Title: Beyond legal categories of indigeneity and minority-ness : The case of Roma and falling in-between
Author: Toivanen, Reetta
Editor: Medda-Windischer, Roberta; Boulter, Caitlin; Malloy, Tove H.
Contributor: University of Helsinki, Helsinki Inequality Initiative (INEQ)
Publisher: Routledge
Date: 2019-07-16
Language: eng
Number of pages: 24
Belongs to series: Extending the Protection to Migrant Populations in Europe Old and New Minorities
Belongs to series: Routledge Research on the Global Politics of Migration
ISBN: 978-1-138-59072-4
978-0-429-49086-6
URI: http://hdl.handle.net/10138/317752
Abstract: The categories emanating from international human rights law defining the belonging of peoples to different types of minorities invites for a re-assessment. These different minority categories such as indigenous peoples, national (historical) minorities and migrants tend to fix people to different types or levels of specific protection. The justifications for different treatment are, however, not born in a vacuum or value-free, and they rarely fit seamlessly with real life cases of needs of minorities.

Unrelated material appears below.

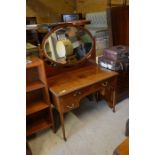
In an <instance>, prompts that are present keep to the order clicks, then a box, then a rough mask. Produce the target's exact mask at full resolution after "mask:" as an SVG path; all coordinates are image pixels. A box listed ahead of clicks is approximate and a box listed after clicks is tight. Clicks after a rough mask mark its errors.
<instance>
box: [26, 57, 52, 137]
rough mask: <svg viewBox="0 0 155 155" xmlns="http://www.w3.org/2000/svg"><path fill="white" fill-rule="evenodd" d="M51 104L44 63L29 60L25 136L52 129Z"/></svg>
mask: <svg viewBox="0 0 155 155" xmlns="http://www.w3.org/2000/svg"><path fill="white" fill-rule="evenodd" d="M52 108H53V106H52V104H51V102H50V98H49V92H48V87H47V81H46V75H45V69H44V62H43V61H42V60H41V59H39V58H37V57H31V58H29V62H28V63H27V64H26V135H27V136H29V135H32V134H34V133H36V132H38V131H40V130H43V129H45V128H52V129H53V130H55V127H54V119H53V113H52Z"/></svg>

Thus, in this article I shall discuss the legitimacy and consequences of the current typology, which divides minorities into different categories. This categorization has direct consequences for the rights people can claim vis-à-vis their governments and the international community. To illustrate the key concerns with the contemporary categorization of minorities, this article presents the case of Roma and their current struggles to fit their claims and needs into the existing minority rights framework.